Monsieur le Président,

Je remercie la Sous-secrétaire générale Bintou Keïta pour sa présentation particulièrement éclairante sur la situation au Soudan du Sud, sur le travail réalisé par la MINUSS et sur l’importance du rôle et du soutien de ce Conseil.

Monsieur le Président,

L’initiative d’un Forum de Revitalisation en juillet dernier a constitué une étape significative pour relancer l’accord de paix de 2015 et faire en avancer sa mise en œuvre. Cet accord reste la pierre angulaire du processus politique, et les mesures qu’il porte, si elles sont pleinement mises en œuvre avec le concours de tous les acteurs concernés, peuvent contribuer à la stabilisation dont le Soudan du Sud a tant besoin. La France réaffirme donc son plein soutien à ce forum, ainsi qu’aux efforts de l’Envoyé spécial de l’IGAD, du Haut Représentant de l’Union Africaine, de l’Envoyé spécial du Secrétaire général des Nations Unies et de son Représentant spécial au Soudan du Sud, pour donner corps à ce processus. Nous saluons à cet égard les consultations menées au cours des dernières semaines avec les différentes parties afin de mettre en place un processus inclusif. Il est essentiel que des avancées substantielles puissent être rapidement constatées, en tout état de cause avant la fin de l’année. Nous espérons que les Envoyés spéciaux régionaux pourront, à une prochaine occasion, venir informer ce Conseil, sur l’état des travaux.

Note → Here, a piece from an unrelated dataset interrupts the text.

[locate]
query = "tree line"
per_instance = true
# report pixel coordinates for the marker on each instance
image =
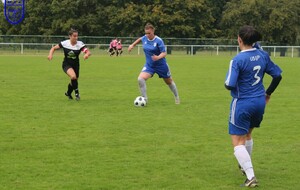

Comme ce Conseil, l’IGAD et l’Union africaine l’ont réaffirmé à maintes reprises, les parties doivent donc s’engager de bonne foi dans ce processus. Nous les appelons donc à pleinement y participer et à dégager rapidement les modalités de mise en œuvre de l’accord. Dans le cas contraire, nous devrons envisager l’imposition de mesures appropriées contre ceux qui feraient obstacle à ce processus.

Dans le même temps, la communauté internationale doit poursuivre ses efforts pour apporter le soutien nécessaire à la population du Soudan du Sud et en priorité mettre fin aux souffrances des enfants et des femmes. La population du Soudan du Sud continue de souffrir de l’insécurité, de la violence, de menaces de violence, du spectre de la famine et de la malnutrition, et des conditions humanitaires toujours catastrophiques. Dans ce contexte, la France condamne les obstructions et les entraves qui sont imposées à la MINUSS et aux travailleurs humanitaires, qui cherchent à y apporter leur soutien, obstructions à propos desquelles Mme Bintou Keïta vient, très légitimement, de solliciter l’appui de ce Conseil pour qu’elles cessent enfin. Le blocage de patrouilles de la MINUSS, l’arrestation et l’intimidation de ses agents ainsi que des personnels humanitaires sont des actions inacceptables. La MINUSS doit pouvoir accomplir pleinement le mandat confié par ce Conseil. Nous appelons le gouvernement du Soudan du Sud à pleinement respecter ses engagements au titre de l’accord sur le statut des forces, ainsi que ses propres engagements sur le déploiement de la force de protection régionale. La communauté internationale doit être prête à prendre toutes les mesures pouvant conduire à la réduction de la violence ; la mise en place d’un embargo sur les armes y contribuerait.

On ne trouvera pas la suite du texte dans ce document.